A Embraer espera ampliar o mercado a partir de agora com a influência da Boeing nas nações aliadas dos Estados Unidos. Portugal já anunciou que comprará cinco KC-390 por 3,4 bilhões de reais. Com a aquisição, anunciada em julho, o país pode inspirar outros membros da Organização do Tratado do Atlântico Norte a reforçar sua frota militar com o cargueiro brasileiro. O aumento das tensões geopolíticas deve impulsionar a demanda também pelo Super Tucano, avião desenhado para missões de ataque leve e contrainsurgência. É um nicho de mercado que deve ficar mais concorrido — e politizado — com a China e a Rússia buscando aumentar sua área de influência.
Um trunfo da Embraer tende a ser uma venda combinada com seu sistema de radares e monitoramento de fronteiras, a exemplo do Sisfron, implementado por sua subsidiária Savis no Brasil. Aproveitando a experiência no segmento de sistemas de comando e controle para veículos de guerra aéreos e terrestres, a Embraer vai desenvolver e integrar os programas operacionais das corvetas Tamandaré, da Marinha do Brasil. A fabricante de aviões faz parte do consórcio que venceu em março a licitação para a construção de quatro navios, por um preço total de 1,6 bilhão de dólares. “A Embraer vai sair mais forte e mais ágil desse processo de redesenho de operações, ampliando a atuação em segmentos que já existiam e abraçando novas áreas”, diz Jackson Schneider, diretor da divisão de defesa.

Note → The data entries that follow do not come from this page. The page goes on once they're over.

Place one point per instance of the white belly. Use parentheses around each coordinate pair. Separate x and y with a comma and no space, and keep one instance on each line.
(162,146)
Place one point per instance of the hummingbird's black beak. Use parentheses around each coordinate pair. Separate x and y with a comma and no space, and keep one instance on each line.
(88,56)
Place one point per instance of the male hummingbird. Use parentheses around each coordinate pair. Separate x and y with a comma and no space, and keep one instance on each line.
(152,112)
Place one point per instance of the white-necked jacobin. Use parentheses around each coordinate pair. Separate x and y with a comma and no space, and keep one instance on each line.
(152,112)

Para além da segurança, a nova Embraer deve investir pesadamente em negócios ligados a cidades inteligentes e internet das coisas. “Enxergamos avenidas interessantes de crescimento para a Embraer nos próximos anos. Mesmo com a parceria, a empresa continua tendo condições de desenvolver tecnologias no Brasil”, diz Victor Mizusaki, analista do banco de investimentos Bradesco BBI. A companhia anunciou em maio um acordo com a fabricante de motores WEG para desenvolver uma versão do Ipanema, avião agrícola com propulsão elétrica. O primeiro protótipo deverá decolar em 2020. Em junho, a subsidiária de mobilidade urbana EmbraerX apresentou, junto com a empresa de transporte compartilhado americana Uber, o eVTOL (veículo de decolagem e aterrissagem vertical, na sigla em inglês), que pode ganhar os ares das cidades em cinco anos como uma espécie de carro voador. Para controlar essa nova modalidade de tráfego aéreo, outra subsidiária da Embraer, a Atech, está desenvolvendo um sistema de monitoramento com base em seus programas que já gerenciam o trânsito de aviões convencionais civis e militares no Brasil.

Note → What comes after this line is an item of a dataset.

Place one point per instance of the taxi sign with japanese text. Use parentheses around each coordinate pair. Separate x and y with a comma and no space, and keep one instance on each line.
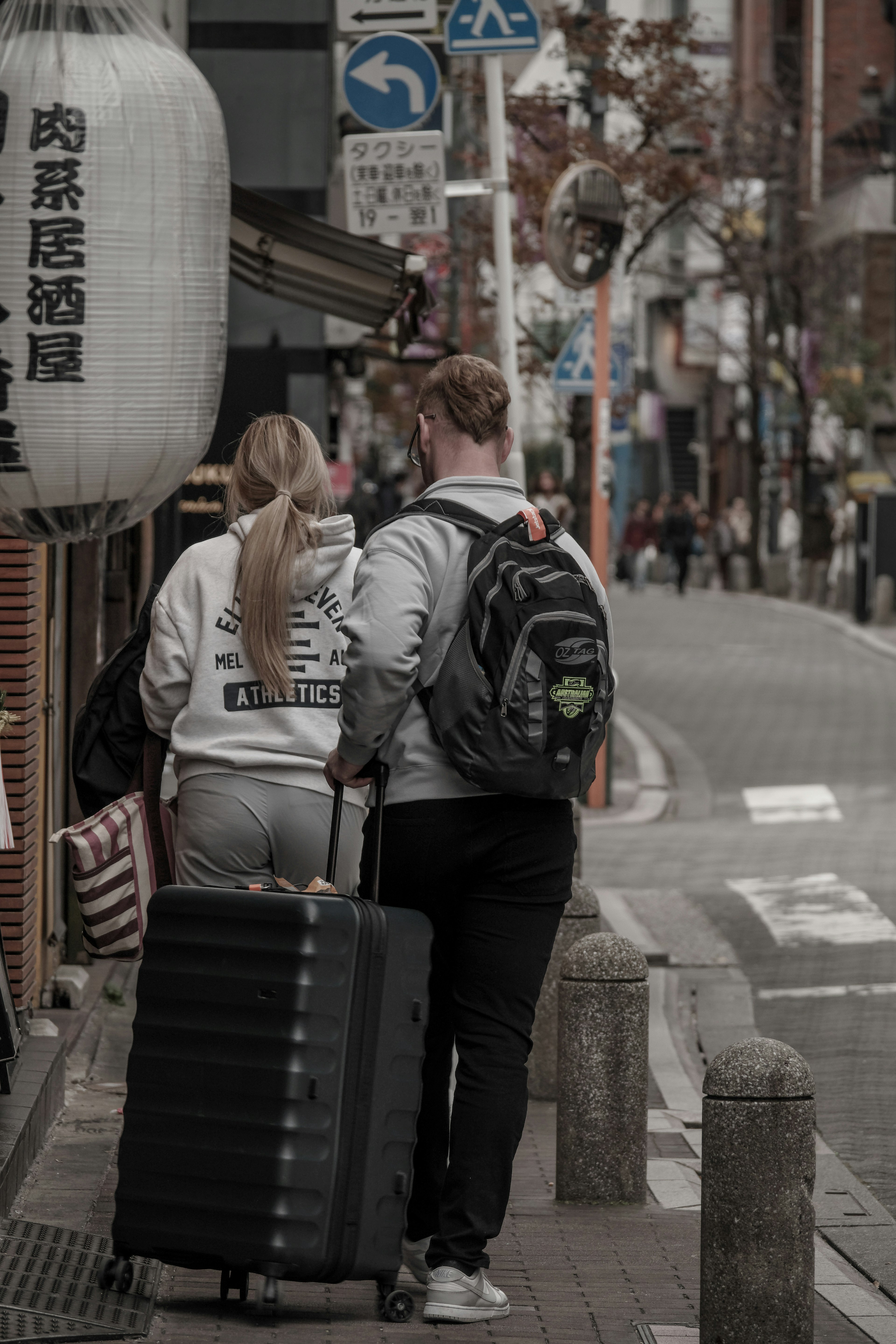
(396,185)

Muitos dos programas criados com objetivo militar estão sendo adaptados para uso civil, abrindo novas frentes de negócio para a empresa. Os que monitoram e conectam veículos podem servir às empresas que gerem frotas. Ou para fazer os aparelhos eletrônicos de uma casa se comunicar. É a chamada internet das coisas. As tecnologias de monitoramento podem ter uso na segurança pública. A subsidiária Visiona, uma parceria com a Telebras que já desenvolveu um satélite de defesa e comunicações brasileiro lançado em 2017, agora trabalha para colocar em órbita no início do ano que vem o primeiro de pelo menos nove nanossatélites. Com câmeras voltadas para o Brasil, eles vão coletar dados para agricultura e monitoramento de barragens. É a senha para embarcar no promissor mercado espacial, que reúne empresas como a Space-X, do americano Elon Musk, dono da montadora Tesla.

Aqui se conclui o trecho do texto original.